Homeoffice – das neue Arbeitsmodell im kritischen Licht

Mit dem Eintritt in den Lockdown im März 2020 wurde in zahlreichen Unternehmen weltweit Homeoffice, die Arbeit komplett von zu Hause aus angeordnet. Vielerorts ist Homeoffice auch nach Covid-Lockerungen fester Bestandteil des Arbeitsalltages geworden.

Spannungsfeld Homeoffice

Für viele Arbeitnehmende ging damals ein langersehnter Wunsch in Erfüllung und für viele Arbeitgebende wurde ein beunruhigendes Konzept zur Realität: Zu wenig Kontrolle über die Angestellten und der fehlende Überblick darüber, wer was wo und wie tut, waren zu Beginn die hauptsächlichen Befürchtungen der Linienverantwortlichen. Ausserdem sah man Kommunikationsschwierigkeiten etwa bei Meetings oder in Zusammenarbeit mit verschiedenen Instanzen voraus – was unweigerlich zu Einbussen bei Effizienz und Produktivität führen werde.

Angestellten begrüssten das Arbeitsmodell „100% Homeoffice“ mehrheitlich.

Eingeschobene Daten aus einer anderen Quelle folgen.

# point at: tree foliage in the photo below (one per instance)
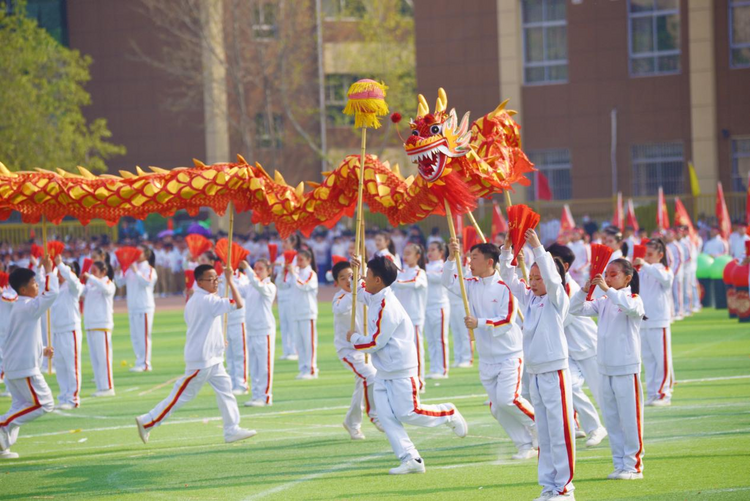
(41, 96)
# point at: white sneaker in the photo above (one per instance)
(596, 437)
(524, 454)
(457, 423)
(142, 431)
(355, 433)
(410, 466)
(240, 434)
(104, 393)
(628, 475)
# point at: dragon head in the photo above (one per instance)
(435, 137)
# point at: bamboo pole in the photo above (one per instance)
(459, 266)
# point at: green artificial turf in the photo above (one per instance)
(699, 448)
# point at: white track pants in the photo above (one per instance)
(553, 402)
(463, 347)
(656, 350)
(286, 326)
(514, 413)
(364, 387)
(582, 405)
(397, 401)
(140, 335)
(187, 387)
(237, 357)
(436, 334)
(306, 343)
(31, 398)
(100, 350)
(67, 363)
(262, 350)
(622, 407)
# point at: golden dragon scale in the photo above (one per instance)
(493, 165)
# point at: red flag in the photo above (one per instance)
(722, 213)
(662, 215)
(499, 225)
(631, 220)
(618, 219)
(543, 191)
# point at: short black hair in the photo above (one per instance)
(200, 270)
(384, 268)
(339, 267)
(488, 250)
(563, 252)
(20, 277)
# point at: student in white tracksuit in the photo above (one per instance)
(261, 331)
(545, 306)
(23, 350)
(204, 357)
(355, 361)
(437, 314)
(66, 337)
(390, 342)
(618, 353)
(98, 321)
(140, 280)
(411, 290)
(499, 344)
(303, 282)
(580, 332)
(656, 337)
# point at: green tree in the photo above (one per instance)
(41, 122)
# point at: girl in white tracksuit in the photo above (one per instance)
(261, 331)
(411, 290)
(66, 336)
(140, 280)
(656, 337)
(545, 305)
(303, 282)
(618, 353)
(437, 315)
(98, 322)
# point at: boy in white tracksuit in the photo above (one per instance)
(204, 357)
(390, 342)
(545, 305)
(98, 321)
(580, 333)
(656, 337)
(437, 315)
(355, 361)
(140, 280)
(261, 332)
(66, 337)
(618, 352)
(23, 350)
(499, 344)
(303, 282)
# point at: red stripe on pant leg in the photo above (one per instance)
(638, 461)
(418, 410)
(174, 400)
(566, 431)
(666, 364)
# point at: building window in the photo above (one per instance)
(545, 41)
(264, 20)
(657, 165)
(555, 165)
(654, 27)
(740, 163)
(739, 33)
(265, 138)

Vor allem für Pendlerinnen und Pendler bedeutete diese Massnahme einen Freizeitgewinn. Man hatte täglich plötzlich zwei bis drei Stunden mehr Zeit zur Verfügung für Haushalt, Einkauf, Sport, Verabredungen und zur Erholung – und dies ohne Einschränkungen im Berufsalltag. Gleichzeitig entstand das Gefühl, von Freitag- bis Sonntagabend tatsächlich über freie Zeit zu verfügen. Auch die Arbeitgebenden merkten schnell, dass ihre Befürchtungen nicht gänzlich der Wahrheit entsprachen. Die technische Umsetzung auf virtuelle interne Kontakte gelang, wenn auch zum Teil mit etwas Verzögerung, in den meisten Unternehmen ohne weiteres. Meetings konnten mit etwas Übung fast genauso effizient abgehalten werden und die eigentliche Arbeit wurde letzten Endes mit demselben Pflichtbewusstsein verrichtet, wie schon vor der Pandemie.

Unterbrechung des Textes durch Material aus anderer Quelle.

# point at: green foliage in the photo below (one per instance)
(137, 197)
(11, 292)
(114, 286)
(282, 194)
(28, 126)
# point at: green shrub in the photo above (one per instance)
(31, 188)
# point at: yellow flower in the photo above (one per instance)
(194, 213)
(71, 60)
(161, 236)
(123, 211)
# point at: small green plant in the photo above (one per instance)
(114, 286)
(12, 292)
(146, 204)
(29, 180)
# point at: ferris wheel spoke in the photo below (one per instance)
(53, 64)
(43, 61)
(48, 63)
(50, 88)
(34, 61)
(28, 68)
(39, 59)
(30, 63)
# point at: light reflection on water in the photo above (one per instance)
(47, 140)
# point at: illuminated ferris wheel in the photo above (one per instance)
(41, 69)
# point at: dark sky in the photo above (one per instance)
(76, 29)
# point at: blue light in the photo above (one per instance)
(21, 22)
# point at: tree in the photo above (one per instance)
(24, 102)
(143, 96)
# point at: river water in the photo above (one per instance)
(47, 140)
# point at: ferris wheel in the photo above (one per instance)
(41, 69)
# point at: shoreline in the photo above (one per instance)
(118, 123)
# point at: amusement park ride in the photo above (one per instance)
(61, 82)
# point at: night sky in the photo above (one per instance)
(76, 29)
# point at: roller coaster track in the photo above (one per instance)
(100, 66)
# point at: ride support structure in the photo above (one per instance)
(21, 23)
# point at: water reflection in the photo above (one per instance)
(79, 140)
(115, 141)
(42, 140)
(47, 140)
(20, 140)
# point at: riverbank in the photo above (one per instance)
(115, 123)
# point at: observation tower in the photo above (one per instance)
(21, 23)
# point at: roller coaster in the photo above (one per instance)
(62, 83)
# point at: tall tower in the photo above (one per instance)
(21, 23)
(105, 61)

Herausforderungen in den eigenen vier Wänden

Fürs Erste schien das neue Arbeitsmodell sowohl bei Arbeitnehmenden wie auch bei Unternehmen auf Anerkennung zu stossen. Doch die Schattenseiten zeigten sich bald. Nachbarn, die staubsaugen oder heimwerken, Partner, die ihre Telefonate in gewohnter Lautstärke führen und dazu durch die ganze Wohnung tigern. Familienmitglieder und Haustiere, die Aufmerksamkeit einfordern und/oder von der Arbeit ablenken usw. Nach ein paar Wochen sammeln sich die überfälligen To Do’s und werden nun halt ausserhalb der gewohnten „Bürozeiten“ noch schnell erledigt.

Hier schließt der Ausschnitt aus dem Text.